Il Tar del Lazio (cioè il tribunale amministrativo regionale) ha bocciato con due sentenze la nomina di cinque dei venti direttori di importanti musei italiani, scelti nel 2015 dal ministero dei Beni Culturali, il cui ministro era ed è ancora Dario Franceschini. I direttori erano stati scelti con una procedura di selezione internazionale e sette erano stranieri: erano stati scelti da una commissione composta da docenti universitari, storici dell’arte e dirigenti di importanti musei internazionali.

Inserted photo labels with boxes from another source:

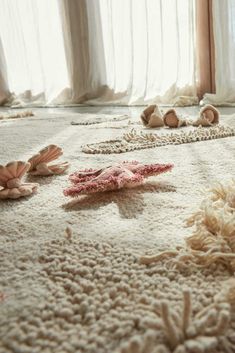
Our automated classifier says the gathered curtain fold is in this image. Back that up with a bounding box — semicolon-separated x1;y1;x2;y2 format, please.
0;38;10;105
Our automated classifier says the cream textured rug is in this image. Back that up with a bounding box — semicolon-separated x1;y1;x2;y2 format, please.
0;108;235;353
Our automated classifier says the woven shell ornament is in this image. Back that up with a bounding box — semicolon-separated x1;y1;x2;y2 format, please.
140;104;164;128
0;161;38;200
28;145;69;176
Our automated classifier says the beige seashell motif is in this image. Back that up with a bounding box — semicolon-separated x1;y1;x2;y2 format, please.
28;145;69;176
0;161;38;200
140;104;164;128
193;104;219;126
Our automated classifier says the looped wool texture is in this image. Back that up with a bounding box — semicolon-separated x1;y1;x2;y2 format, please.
82;125;235;154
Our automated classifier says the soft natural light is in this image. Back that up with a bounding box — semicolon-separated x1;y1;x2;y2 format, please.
99;0;195;101
0;0;68;102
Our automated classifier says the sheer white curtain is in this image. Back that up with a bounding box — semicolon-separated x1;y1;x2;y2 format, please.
203;0;235;105
0;0;197;104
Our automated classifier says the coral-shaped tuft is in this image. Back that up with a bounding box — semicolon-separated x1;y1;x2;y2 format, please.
28;145;69;176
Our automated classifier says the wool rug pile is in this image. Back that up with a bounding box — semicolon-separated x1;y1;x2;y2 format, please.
0;111;235;353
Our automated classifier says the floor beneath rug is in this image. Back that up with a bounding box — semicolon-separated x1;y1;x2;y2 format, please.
0;107;235;353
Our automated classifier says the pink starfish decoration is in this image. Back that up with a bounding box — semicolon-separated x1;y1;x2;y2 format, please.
64;161;173;197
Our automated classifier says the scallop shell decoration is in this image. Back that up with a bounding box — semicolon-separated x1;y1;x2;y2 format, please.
0;161;38;200
28;145;69;176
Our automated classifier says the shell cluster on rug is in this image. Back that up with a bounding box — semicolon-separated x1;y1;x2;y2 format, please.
0;109;235;353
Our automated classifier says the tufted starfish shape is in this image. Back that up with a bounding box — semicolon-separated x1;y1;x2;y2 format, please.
64;161;173;197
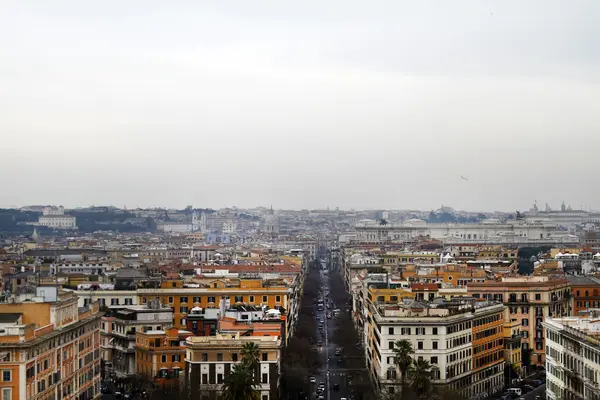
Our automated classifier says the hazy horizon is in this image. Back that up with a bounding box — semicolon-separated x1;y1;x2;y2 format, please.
0;0;600;212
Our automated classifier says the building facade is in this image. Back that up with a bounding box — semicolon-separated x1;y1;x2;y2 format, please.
367;299;505;398
467;276;572;365
101;302;173;376
543;310;600;400
184;334;282;400
0;287;101;400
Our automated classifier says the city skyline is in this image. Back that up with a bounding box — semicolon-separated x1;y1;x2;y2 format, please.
0;1;600;210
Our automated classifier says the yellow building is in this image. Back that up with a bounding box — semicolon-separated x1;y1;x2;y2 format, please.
468;276;572;365
135;328;192;384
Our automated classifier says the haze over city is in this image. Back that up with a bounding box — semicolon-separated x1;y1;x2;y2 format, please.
0;1;600;211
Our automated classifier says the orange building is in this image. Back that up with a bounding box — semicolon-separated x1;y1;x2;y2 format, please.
0;286;101;400
467;276;571;365
565;275;600;316
137;276;301;337
135;328;192;385
472;304;505;395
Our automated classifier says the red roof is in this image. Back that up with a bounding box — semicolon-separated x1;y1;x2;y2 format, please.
410;283;439;291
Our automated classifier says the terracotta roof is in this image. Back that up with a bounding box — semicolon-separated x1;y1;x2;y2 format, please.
410;283;439;291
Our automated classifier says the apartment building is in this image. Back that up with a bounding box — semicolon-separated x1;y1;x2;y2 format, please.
467;276;572;365
135;328;192;385
471;302;505;396
100;301;173;376
137;275;301;341
504;319;523;378
366;298;504;397
184;334;282;400
543;310;600;400
0;287;101;400
74;285;138;307
565;275;600;316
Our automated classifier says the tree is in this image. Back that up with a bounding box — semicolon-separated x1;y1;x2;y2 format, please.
223;362;260;400
393;340;414;390
409;359;433;396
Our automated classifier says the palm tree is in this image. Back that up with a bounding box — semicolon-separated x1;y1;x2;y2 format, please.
409;359;433;396
242;342;260;371
393;339;414;389
223;362;260;400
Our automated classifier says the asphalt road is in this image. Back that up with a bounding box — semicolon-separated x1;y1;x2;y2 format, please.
311;271;348;400
523;385;546;400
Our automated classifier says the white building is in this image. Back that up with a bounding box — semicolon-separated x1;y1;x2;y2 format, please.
355;219;579;244
156;222;193;233
35;206;77;229
367;299;505;399
65;285;138;307
543;309;600;400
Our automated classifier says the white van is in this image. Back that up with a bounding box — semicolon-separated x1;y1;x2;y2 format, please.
506;388;523;396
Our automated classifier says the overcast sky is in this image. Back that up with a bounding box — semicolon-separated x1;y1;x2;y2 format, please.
0;0;600;211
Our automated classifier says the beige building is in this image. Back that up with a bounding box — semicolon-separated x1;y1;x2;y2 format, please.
0;286;101;400
467;276;572;365
184;334;281;400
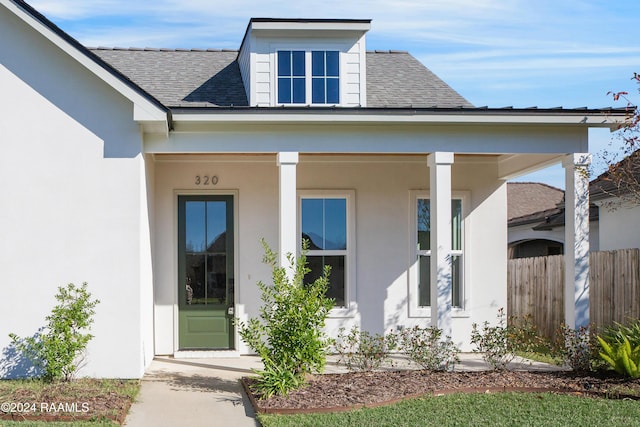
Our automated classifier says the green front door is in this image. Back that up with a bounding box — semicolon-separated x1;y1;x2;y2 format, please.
178;196;234;350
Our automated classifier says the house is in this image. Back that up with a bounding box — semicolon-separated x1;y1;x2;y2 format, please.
0;0;624;377
589;150;640;251
507;182;600;259
507;182;564;259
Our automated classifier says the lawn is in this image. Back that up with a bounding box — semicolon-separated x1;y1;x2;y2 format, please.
258;393;640;427
0;378;140;427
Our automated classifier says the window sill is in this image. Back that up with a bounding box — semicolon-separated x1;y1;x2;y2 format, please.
327;303;358;319
409;307;471;319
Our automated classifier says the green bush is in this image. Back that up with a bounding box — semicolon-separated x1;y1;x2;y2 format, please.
471;308;515;369
598;321;640;378
238;239;334;396
602;319;640;347
399;326;460;370
334;326;398;371
507;314;551;355
556;324;598;371
9;283;100;382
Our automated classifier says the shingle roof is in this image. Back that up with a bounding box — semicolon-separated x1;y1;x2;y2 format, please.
507;182;564;222
367;51;473;108
90;48;473;108
90;48;248;107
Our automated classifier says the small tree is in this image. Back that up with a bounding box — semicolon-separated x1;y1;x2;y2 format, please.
594;73;640;208
239;239;334;397
9;283;100;382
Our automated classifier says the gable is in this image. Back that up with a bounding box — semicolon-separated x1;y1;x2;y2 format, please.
90;48;473;108
0;0;168;130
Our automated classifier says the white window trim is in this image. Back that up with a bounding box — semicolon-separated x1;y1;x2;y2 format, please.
296;190;357;318
408;190;471;318
270;43;349;107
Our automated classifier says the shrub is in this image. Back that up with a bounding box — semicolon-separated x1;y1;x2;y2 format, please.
471;308;515;369
598;337;640;378
556;324;598;371
507;314;551;354
9;283;100;382
399;326;460;370
238;239;333;396
602;319;640;347
334;326;398;371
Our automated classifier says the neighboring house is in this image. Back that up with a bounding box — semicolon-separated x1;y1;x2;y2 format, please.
507;182;599;259
507;182;564;259
589;150;640;251
0;0;625;377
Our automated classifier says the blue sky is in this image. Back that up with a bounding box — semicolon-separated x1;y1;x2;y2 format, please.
28;0;640;188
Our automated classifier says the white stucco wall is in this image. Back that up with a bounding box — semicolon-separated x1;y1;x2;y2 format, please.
599;201;640;251
154;155;507;354
0;7;153;377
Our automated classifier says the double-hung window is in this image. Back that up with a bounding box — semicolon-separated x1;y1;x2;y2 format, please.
300;195;351;308
311;50;340;104
276;50;340;105
278;50;307;104
411;196;464;315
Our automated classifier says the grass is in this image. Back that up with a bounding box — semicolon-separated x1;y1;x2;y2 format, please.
258;393;640;427
0;378;140;427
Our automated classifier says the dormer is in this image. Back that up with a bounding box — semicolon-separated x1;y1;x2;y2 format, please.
238;18;371;107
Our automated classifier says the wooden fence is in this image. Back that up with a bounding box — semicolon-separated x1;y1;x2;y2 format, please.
507;249;640;338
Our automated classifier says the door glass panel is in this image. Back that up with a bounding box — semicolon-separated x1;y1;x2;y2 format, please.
186;254;206;305
207;201;227;253
185;202;206;252
207;254;227;304
184;200;229;306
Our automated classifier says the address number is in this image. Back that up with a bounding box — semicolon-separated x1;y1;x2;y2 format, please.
196;175;218;185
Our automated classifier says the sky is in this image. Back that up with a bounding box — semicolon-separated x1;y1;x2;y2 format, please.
27;0;640;188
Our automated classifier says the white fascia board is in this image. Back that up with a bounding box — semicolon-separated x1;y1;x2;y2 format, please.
173;112;624;130
0;0;168;126
251;20;371;32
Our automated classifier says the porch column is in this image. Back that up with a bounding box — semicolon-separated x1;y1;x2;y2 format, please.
277;151;298;275
562;153;591;328
427;152;453;337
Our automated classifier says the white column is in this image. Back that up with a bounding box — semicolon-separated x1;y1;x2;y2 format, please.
562;153;591;328
427;152;453;337
277;152;298;267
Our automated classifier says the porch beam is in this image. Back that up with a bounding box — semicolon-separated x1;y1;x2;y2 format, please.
562;153;591;329
427;152;453;337
277;151;299;275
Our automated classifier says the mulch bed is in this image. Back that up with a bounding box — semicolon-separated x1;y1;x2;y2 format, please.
242;370;640;414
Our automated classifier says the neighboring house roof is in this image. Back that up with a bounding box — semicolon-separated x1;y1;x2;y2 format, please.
507;182;564;225
90;48;473;108
589;149;640;201
507;182;599;231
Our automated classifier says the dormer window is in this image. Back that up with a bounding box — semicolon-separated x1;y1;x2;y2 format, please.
278;50;307;104
311;50;340;104
277;50;340;104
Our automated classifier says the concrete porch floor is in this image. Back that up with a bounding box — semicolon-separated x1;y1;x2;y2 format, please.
125;353;560;427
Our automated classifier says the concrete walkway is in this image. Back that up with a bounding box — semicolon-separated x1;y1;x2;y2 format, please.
125;353;560;427
125;356;262;427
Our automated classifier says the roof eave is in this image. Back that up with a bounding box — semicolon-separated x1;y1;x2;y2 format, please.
166;107;625;130
5;0;171;129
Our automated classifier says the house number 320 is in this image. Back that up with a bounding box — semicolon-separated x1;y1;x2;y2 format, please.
196;175;218;185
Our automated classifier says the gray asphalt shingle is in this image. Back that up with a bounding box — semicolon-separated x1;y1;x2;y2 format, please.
90;48;473;108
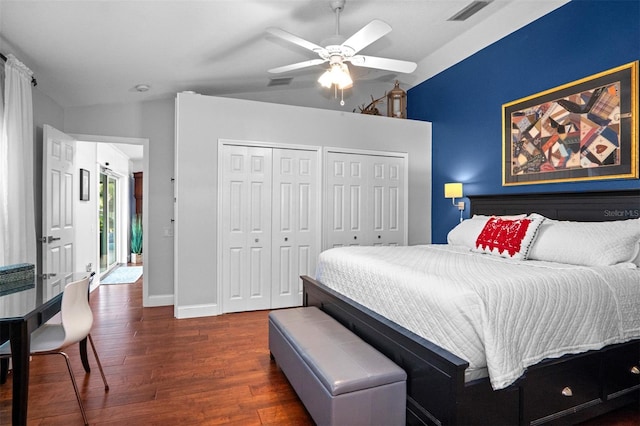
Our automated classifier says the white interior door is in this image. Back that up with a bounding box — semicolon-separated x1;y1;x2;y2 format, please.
42;125;80;300
271;149;319;308
221;145;272;312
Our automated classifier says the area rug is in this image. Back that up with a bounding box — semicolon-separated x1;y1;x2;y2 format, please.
100;266;142;284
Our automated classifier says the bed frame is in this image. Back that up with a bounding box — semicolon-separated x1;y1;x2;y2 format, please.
302;190;640;425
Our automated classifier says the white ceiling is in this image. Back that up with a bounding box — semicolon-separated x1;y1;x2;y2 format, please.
0;0;567;112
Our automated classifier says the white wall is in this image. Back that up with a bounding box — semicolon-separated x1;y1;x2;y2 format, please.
174;93;431;318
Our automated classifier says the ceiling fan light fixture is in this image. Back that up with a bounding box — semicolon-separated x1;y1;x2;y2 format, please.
318;62;353;90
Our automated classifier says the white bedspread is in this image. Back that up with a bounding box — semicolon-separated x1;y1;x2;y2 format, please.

Antonello Cherchi ha spiegato sul Sole 24 Ore cosa è stato bocciato dal Tar del Lazio: secondo i giudici «le procedure di selezione sono viziate in più punti» che riguardano, in sintesi, «i criteri di valutazione dei candidati ammessi», il fatto che certi colloqui siano avvenuti a porte chiuse o via Skype (ma comunque «senza la presenza di uditori estranei») e il fatto che il bando «non poteva ammettere la partecipazione al concorso di cittadini non italiani». La sentenza ha avuto effetto immediato: i cinque direttori in questione sono decaduti dall’incarico. Il ministero dei Beni Culturali farà ricorso al Consiglio di Stato per annullare la sentenza del TAR. Non tutti i ricorsi presentati contro le nomine di Franceschini sono stati accolti: due che in particolare riguardano Eike Schmidt della Galleria degli Uffizi di Firenze e Cecile Holberg della Galleria dell’Accademia di Firenze sono stati respinti perché il TAR non li ha giudicati fondati (nessuno dei due tirava in ballo la nazionalità dei due direttori). Schmidt e Holberg, per ora, hanno mantenuto il loro incarico.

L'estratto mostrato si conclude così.